I do a lot of work as a bio-medical photographer, which is a sub-specialty of my general work as an industrial photographer for a large university and medical center. One of my duties is to photograph body parts (as well as body ‘wholes’).
Photographing a body part is easiest when the part is uncovered. This ensures the photographs will be useful to the doctor who ordered the photography. The more parts of a body there are to photograph, the more the body needs to be uncovered.
The most practical way to photograph many different body parts on one body (with live bodies, anyway) is to have the parts’ owner remove all of his or her clothing.

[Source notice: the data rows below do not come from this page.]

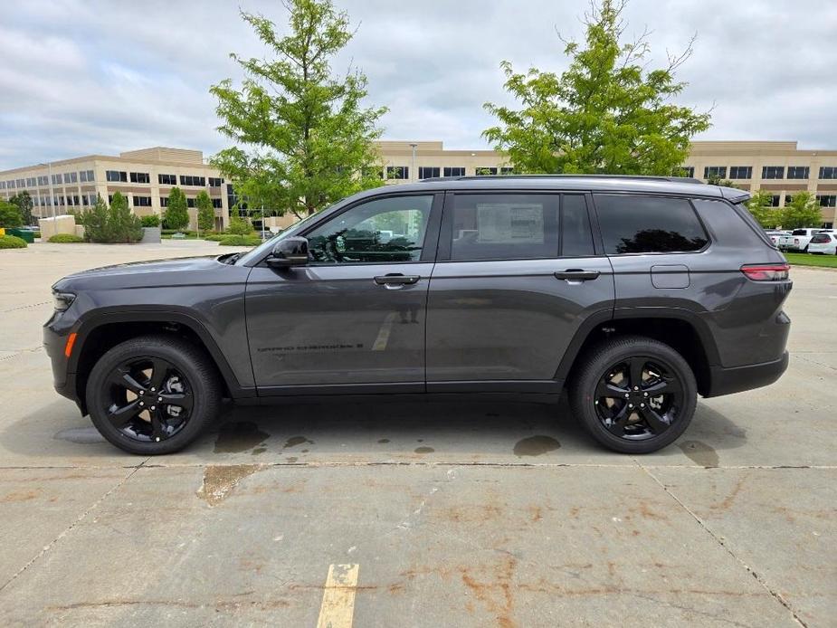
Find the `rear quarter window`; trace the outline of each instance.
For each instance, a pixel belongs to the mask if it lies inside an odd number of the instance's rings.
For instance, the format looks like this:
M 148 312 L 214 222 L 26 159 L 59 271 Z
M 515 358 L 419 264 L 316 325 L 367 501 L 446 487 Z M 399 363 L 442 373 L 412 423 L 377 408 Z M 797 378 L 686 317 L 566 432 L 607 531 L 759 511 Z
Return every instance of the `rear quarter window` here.
M 690 252 L 709 243 L 687 199 L 628 195 L 594 198 L 608 255 Z

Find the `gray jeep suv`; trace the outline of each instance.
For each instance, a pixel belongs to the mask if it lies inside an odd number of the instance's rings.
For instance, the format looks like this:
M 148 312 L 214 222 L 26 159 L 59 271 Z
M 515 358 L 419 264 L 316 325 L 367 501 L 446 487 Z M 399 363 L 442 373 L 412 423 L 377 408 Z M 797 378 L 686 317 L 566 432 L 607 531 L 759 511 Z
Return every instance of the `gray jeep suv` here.
M 788 266 L 747 198 L 666 177 L 381 187 L 246 253 L 62 279 L 44 345 L 58 392 L 134 453 L 185 446 L 224 397 L 565 387 L 595 440 L 645 453 L 683 433 L 698 394 L 787 366 Z

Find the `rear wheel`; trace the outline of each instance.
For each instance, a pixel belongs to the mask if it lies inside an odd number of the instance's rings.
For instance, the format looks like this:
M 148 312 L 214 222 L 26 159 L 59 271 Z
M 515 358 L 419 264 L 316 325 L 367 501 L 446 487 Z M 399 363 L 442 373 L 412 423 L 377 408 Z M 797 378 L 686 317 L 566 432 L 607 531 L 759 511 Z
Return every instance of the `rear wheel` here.
M 199 347 L 179 338 L 133 338 L 96 363 L 87 407 L 102 436 L 143 455 L 176 452 L 215 419 L 221 385 Z
M 575 415 L 596 441 L 623 453 L 650 453 L 683 433 L 697 395 L 682 356 L 657 340 L 632 336 L 589 351 L 569 396 Z

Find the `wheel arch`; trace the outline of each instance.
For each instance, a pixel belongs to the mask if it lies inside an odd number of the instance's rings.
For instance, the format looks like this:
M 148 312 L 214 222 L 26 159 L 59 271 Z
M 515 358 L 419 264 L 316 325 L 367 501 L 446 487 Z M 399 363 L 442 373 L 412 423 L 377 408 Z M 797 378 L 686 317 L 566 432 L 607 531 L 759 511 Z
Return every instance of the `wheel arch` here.
M 709 394 L 711 366 L 719 364 L 718 347 L 700 317 L 675 308 L 632 308 L 616 309 L 612 318 L 591 317 L 570 342 L 556 379 L 566 382 L 571 378 L 578 361 L 600 340 L 626 335 L 645 336 L 674 348 L 691 367 L 698 392 Z
M 224 396 L 233 398 L 254 396 L 251 389 L 243 388 L 229 362 L 205 326 L 195 318 L 172 311 L 111 311 L 87 317 L 75 329 L 75 350 L 70 357 L 67 370 L 74 374 L 78 399 L 82 414 L 88 377 L 93 365 L 109 349 L 120 342 L 139 336 L 170 333 L 200 347 L 221 376 Z

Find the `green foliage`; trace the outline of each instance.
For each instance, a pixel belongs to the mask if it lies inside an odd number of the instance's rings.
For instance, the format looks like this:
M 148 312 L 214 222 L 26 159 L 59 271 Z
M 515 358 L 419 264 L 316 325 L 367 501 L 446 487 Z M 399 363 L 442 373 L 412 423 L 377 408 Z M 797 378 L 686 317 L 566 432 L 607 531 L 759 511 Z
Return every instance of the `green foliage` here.
M 255 229 L 252 228 L 252 224 L 243 218 L 239 218 L 238 216 L 232 216 L 230 218 L 230 226 L 227 227 L 227 233 L 233 233 L 233 235 L 247 235 L 254 232 Z
M 675 72 L 692 42 L 665 68 L 646 70 L 647 32 L 623 43 L 624 5 L 594 3 L 582 46 L 566 42 L 569 68 L 560 76 L 530 68 L 500 67 L 505 88 L 522 109 L 486 103 L 499 124 L 483 132 L 512 165 L 531 173 L 608 173 L 669 176 L 689 154 L 692 136 L 709 127 L 709 114 L 671 100 L 685 82 Z
M 56 233 L 49 242 L 53 244 L 76 244 L 84 242 L 84 238 L 79 237 L 75 233 Z
M 267 18 L 242 13 L 269 53 L 232 54 L 246 75 L 241 90 L 229 79 L 211 88 L 218 130 L 238 144 L 211 163 L 251 207 L 302 217 L 383 185 L 374 174 L 381 165 L 373 142 L 386 109 L 361 105 L 366 77 L 360 71 L 331 71 L 331 60 L 354 35 L 348 15 L 330 0 L 288 0 L 286 6 L 285 36 Z
M 168 206 L 163 212 L 163 225 L 166 229 L 184 229 L 189 226 L 189 209 L 186 195 L 179 187 L 168 193 Z
M 261 243 L 258 235 L 227 235 L 218 242 L 220 246 L 258 246 Z
M 0 200 L 0 227 L 19 227 L 23 224 L 20 207 Z
M 756 222 L 765 229 L 772 229 L 782 222 L 779 208 L 773 207 L 772 201 L 773 194 L 769 191 L 756 190 L 752 198 L 747 202 L 747 210 L 753 214 Z
M 113 193 L 108 212 L 108 242 L 135 243 L 142 240 L 142 223 L 128 206 L 128 198 L 119 192 Z
M 142 223 L 128 206 L 128 199 L 119 192 L 113 194 L 110 206 L 101 196 L 87 212 L 77 214 L 84 227 L 84 239 L 96 243 L 135 243 L 142 239 Z
M 195 199 L 197 207 L 197 228 L 201 231 L 209 231 L 215 226 L 215 209 L 212 206 L 212 199 L 205 190 L 201 190 Z
M 816 196 L 810 192 L 798 192 L 790 203 L 785 202 L 779 213 L 783 229 L 818 227 L 823 224 L 823 213 Z
M 26 190 L 12 196 L 9 203 L 17 205 L 24 224 L 32 224 L 32 196 L 29 195 Z
M 0 235 L 0 249 L 25 249 L 26 241 L 16 235 Z

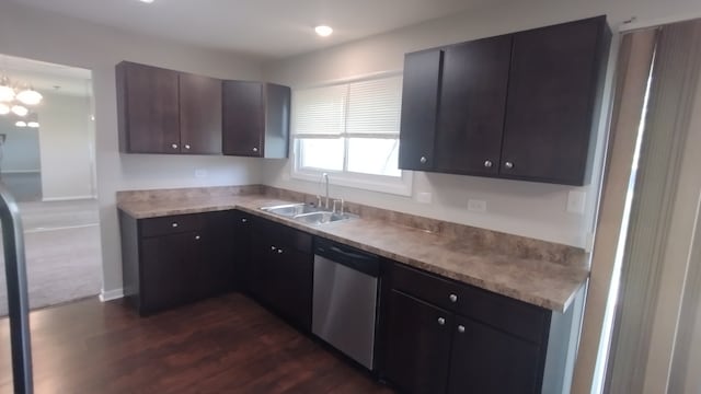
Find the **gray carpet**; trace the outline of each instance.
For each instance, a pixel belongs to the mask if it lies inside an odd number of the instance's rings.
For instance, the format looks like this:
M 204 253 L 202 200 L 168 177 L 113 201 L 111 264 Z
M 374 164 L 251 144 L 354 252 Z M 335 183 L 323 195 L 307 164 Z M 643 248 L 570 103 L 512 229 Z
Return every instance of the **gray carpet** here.
M 93 200 L 20 204 L 30 308 L 96 296 L 102 286 L 97 207 Z M 0 255 L 0 316 L 7 315 L 4 255 Z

So, imagine me standing in a locked exam room while holding a camera that’s wired to bright photographic strobe lights, and while wearing substantially more clothing than the only other person in the room. I see things.
Here are some interesting facts and observations relating to photographing naked people for medical purposes:

1. They don’t pay me well enough. I earn a hell of a lot more when photographing mannequins for Nordstrom.
2. Male patients do not at all like being photographed by a male photographer–which makes me wonder if homophobia is a hardwired gender instinct.
3. Female patients usually don’t care who photographs their parts–or which parts are photographed–as long as the work is done right. Female patients shake my hand and thank me; male patients retreat quickly to their dressing room.
4. All–ALL–distinguishing details of a patient’s body mysteriously disappear from my memory thirty seconds after I take their last photo. Really! I’ve run into female patients in the clinic lobby ten minutes after I’ve escorted them back to their dressing room, and I have not recognized them, even after they have said hello. (This does beg the question, why do they say hello to me in the clinic lobby?)
5. When I process and print the photos back at my office, I almost never recognize any of the patients.

Weird, huh? But when I compare notes with other male medical photographers and radiographers–even the good looking single males–they all report the same experiences. Nobody remembers anything.
So, there you go. Men really do have something on their minds besides sex. At least, some of the time they do.